7. “It is already too late to avoid mass starvation,” declared Denis Hayes, the chief organizer for Earth Day, in the Spring 1970 issue of The Living Wilderness.

8. Peter Gunter, a North Texas State University professor, wrote in 1970, “Demographers agree almost unanimously on the following grim timetable: by 1975 widespread famines will begin in India; these will spread by 1990 to include all of India, Pakistan, China and the Near East, Africa. By the year 2000, or conceivably sooner, South and Central America will exist under famine conditions….By the year 2000, thirty years from now, the entire world, with the exception of Western Europe, North America, and Australia, will be in famine.”

9. In January 1970, Life reported, “Scientists have solid experimental and theoretical evidence to support…the following predictions: In a decade, urban dwellers will have to wear gas masks to survive air pollution…by 1985 air pollution will have reduced the amount of sunlight reaching earth by one half….”

10. Ecologist Kenneth Watt told Time that, “At the present rate of nitrogen buildup, it’s only a matter of time before light will be filtered out of the atmosphere and none of our land will be usable.”

11. Barry Commoner predicted that decaying organic pollutants would use up all of the oxygen in America’s rivers, causing freshwater fish to suffocate.

12. Paul Ehrlich chimed in, predicting in his 1970 that “air pollution…is certainly going to take hundreds of thousands of lives in the next few years alone.” Ehrlich sketched a scenario in which 200,000 Americans would die in 1973 during “smog disasters” in New York and Los Angeles.

13. Paul Ehrlich warned in the May 1970 issue of Audubon that DDT and other chlorinated hydrocarbons “may have substantially reduced the life expectancy of people born since 1945.” Ehrlich warned that Americans born since 1946…now had a life expectancy of only 49 years, and he predicted that if current patterns continued this expectancy would reach 42 years by 1980, when it might level out.
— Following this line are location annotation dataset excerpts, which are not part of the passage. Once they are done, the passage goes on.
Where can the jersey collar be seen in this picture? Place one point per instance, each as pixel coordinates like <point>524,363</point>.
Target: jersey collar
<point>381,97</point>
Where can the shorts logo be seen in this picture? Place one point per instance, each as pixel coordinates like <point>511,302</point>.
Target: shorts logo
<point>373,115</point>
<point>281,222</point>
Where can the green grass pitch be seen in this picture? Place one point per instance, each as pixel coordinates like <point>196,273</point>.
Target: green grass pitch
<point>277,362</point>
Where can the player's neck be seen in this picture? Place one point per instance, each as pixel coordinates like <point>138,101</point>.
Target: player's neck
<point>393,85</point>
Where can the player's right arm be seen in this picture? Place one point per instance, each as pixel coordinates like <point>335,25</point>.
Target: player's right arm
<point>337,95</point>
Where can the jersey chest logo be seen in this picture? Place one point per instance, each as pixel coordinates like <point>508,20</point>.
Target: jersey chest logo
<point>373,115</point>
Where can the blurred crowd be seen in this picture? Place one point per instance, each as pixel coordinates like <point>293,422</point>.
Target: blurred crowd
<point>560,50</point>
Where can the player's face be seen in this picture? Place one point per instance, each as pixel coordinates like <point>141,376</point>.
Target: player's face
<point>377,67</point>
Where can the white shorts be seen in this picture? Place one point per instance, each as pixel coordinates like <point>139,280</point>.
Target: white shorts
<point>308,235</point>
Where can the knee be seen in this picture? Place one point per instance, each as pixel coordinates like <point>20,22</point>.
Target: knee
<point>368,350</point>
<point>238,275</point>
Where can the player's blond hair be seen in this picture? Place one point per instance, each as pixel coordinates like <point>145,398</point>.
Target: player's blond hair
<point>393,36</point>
14. Ecologist Kenneth Watt declared, “By the year 2000, if present trends continue, we will be using up crude oil at such a rate…that there won’t be any more crude oil. You’ll drive up to the pump and say, `Fill ‘er up, buddy,’ and he’ll say, `I am very sorry, there isn’t any.’”

15. Harrison Brown, a scientist at the National Academy of Sciences, published a chart in Scientific American that looked at metal reserves and estimated the humanity would totally run out of copper shortly after 2000. Lead, zinc, tin, gold, and silver would be gone before 1990.

16. Sen. Gaylord Nelson wrote in Look that, “Dr. S. Dillon Ripley, secretary of the Smithsonian Institute, believes that in 25 years, somewhere between 75 and 80 percent of all the species of living animals will be extinct.”

17. In 1975, Paul Ehrlich predicted that “since more than nine-tenths of the original tropical rainforests will be removed in most areas within the next 30 years or so, it is expected that half of the organisms in these areas will vanish with it.”

18. Kenneth Watt warned about a pending Ice Age in a speech. “The world has been chilling sharply for about twenty years,” he declared. “If present trends continue, the world will be about four degrees colder for the global mean temperature in 1990, but eleven degrees colder in the year 2000. This is about twice what it would take to put us into an ice age.”